Nouvelle convention UNEDIC

Indemnisation du chômage : Ce sont les mêmes qui trinquent !

9 janvier 2006

Qui paie quoi ? C’est la question qui revient le plus souvent depuis le nouveau protocole portant réforme de l’indemnisation du chômage pour les années 2006, 2007 et 2008, mis au point le 22 décembre dernier. Pour bien comprendre ce qui se passe, il faut revenir au plus simple.

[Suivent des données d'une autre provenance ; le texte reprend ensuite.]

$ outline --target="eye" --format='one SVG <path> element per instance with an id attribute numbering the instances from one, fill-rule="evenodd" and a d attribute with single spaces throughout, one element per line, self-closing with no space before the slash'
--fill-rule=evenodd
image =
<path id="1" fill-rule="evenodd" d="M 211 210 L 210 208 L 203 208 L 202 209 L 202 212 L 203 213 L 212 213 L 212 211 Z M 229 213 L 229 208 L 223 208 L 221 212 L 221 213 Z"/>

2,4 milliards d’euros d’économie

L’objectif de ce nouveau protocole, c’est de réaliser une économie de 2,4 milliard d’euros en trois années (2006, 2007 et 2008). Une économie qui est “partagée” de la manière suivante :

- 1 milliard d’économie réalisée sur les chômeurs eux-mêmes par une modification des règles d’indemnisation du chômage

- 1,4 milliard de recette nouvelle répartie à égalité par une augmentation de la cotisation versée d’une part par les travailleurs en emploi et d’autre part par les employeurs (0,04% chacun) ; soit 0,7 milliard d’euros pour les travailleurs et 0,7 milliard d’euros pour les employeurs.

Une première observation s’impose : ce sont les chômeurs qui vont payer le plus. 1 milliard d’économie sur leur dos ; 700 millions d’euros pour les travailleurs en emploi sous forme d’augmentation de cotisation, et 700 millions d’euros pour les employeurs.
Mais du coup, on s’aperçoit que ce sont les travailleurs - ceux au chômage et ceux en emploi - qui paient la plus grosse part : 1,7 milliard d’euros. Près de deux fois et demie la contribution demandée aux employeurs (0,7 milliard d’euros).

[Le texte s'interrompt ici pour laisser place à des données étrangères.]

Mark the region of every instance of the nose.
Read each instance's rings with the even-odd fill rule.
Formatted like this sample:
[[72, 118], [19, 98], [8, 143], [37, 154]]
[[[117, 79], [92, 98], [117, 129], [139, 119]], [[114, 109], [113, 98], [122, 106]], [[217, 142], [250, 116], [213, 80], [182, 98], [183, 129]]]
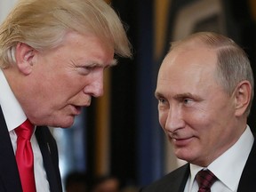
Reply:
[[182, 116], [182, 111], [179, 108], [170, 108], [165, 122], [165, 130], [174, 132], [185, 126], [185, 121]]
[[99, 71], [94, 74], [93, 77], [91, 79], [91, 84], [87, 84], [84, 88], [84, 92], [85, 94], [90, 94], [92, 97], [100, 97], [104, 93], [103, 89], [103, 71]]

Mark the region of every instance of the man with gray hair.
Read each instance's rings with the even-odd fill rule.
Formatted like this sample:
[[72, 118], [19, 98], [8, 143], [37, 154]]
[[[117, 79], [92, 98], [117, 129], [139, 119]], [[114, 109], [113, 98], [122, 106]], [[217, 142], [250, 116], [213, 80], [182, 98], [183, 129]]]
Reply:
[[103, 0], [18, 2], [0, 27], [1, 192], [62, 191], [47, 126], [71, 126], [103, 94], [114, 55], [131, 51]]
[[256, 144], [247, 117], [253, 76], [245, 52], [211, 32], [172, 44], [158, 73], [159, 122], [188, 162], [142, 192], [256, 191]]

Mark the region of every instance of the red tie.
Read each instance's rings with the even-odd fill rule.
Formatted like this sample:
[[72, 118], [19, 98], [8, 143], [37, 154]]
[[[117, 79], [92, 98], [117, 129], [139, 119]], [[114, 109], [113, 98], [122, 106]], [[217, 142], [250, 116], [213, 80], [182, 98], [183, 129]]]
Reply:
[[18, 136], [16, 161], [19, 168], [23, 192], [36, 192], [34, 176], [34, 156], [30, 139], [34, 125], [27, 119], [15, 129]]
[[199, 185], [198, 192], [211, 192], [211, 187], [217, 180], [217, 177], [210, 170], [201, 170], [196, 180]]

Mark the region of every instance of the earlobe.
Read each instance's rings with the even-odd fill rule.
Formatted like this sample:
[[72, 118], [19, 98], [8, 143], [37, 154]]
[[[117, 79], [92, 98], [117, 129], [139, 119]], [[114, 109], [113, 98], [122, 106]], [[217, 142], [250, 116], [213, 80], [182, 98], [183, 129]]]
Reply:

Deux fois et demie la contribution patronale

On peut penser que travailleurs en emploi et travailleurs au chômage ne sont pas les mêmes, sauf que ceux au chômage aujourd’hui étaient en activité hier et ont donc, de ce fait, payé des cotisations (qui étaient alors en augmentation) pour des prestations diminuées. Ceux qui vont se retrouver au chômage en 2007, auront payé une augmentation de cotisation en 2006, pour des prestations diminuées en 2007.
Autre disposition du protocole du 22 décembre 2005 qui mérite d’être soulignée, c’est que l’augmentation des cotisations (+0,04%) décidée en décembre seront supprimées au 1er janvier 2007 "si le résultat financier de l’année 2006 du régime d’assurance chômage est égal ou supérieur à zéro" (article 13). Or, révèle la CGT, "début décembre (2005), une présentation des prévisions financières de l’UNEDIC a été faite aux directeurs des ASSEDIC ; elle confirme le retour à l’équilibre financier fin... 2006 !"

Ce qui veut dire en clair que l’augmentation de cotisation décidée et applicable au 1er janvier 2006 a de fortes chances d’être annulée dès le 1er juillet 2007 ou à défaut le 1er janvier 2008.
Et pour les chômeurs indemnisés ? Rien de tel n’est prévu. Ils continueront de payer, jusqu’à fin 2008 !
Autrement dit, pour reprendre les propos des représentants de la CGT à la négociation, ce nouvel accord "exonère le patronat de ses responsabilités (NDLR - puisque c’est lui qui licencie) et fait reposer sur les salariés et les chômeurs le coût social de la précarité et de la perte d’emploi ainsi que le rétablissement financier de l’UNEDIC."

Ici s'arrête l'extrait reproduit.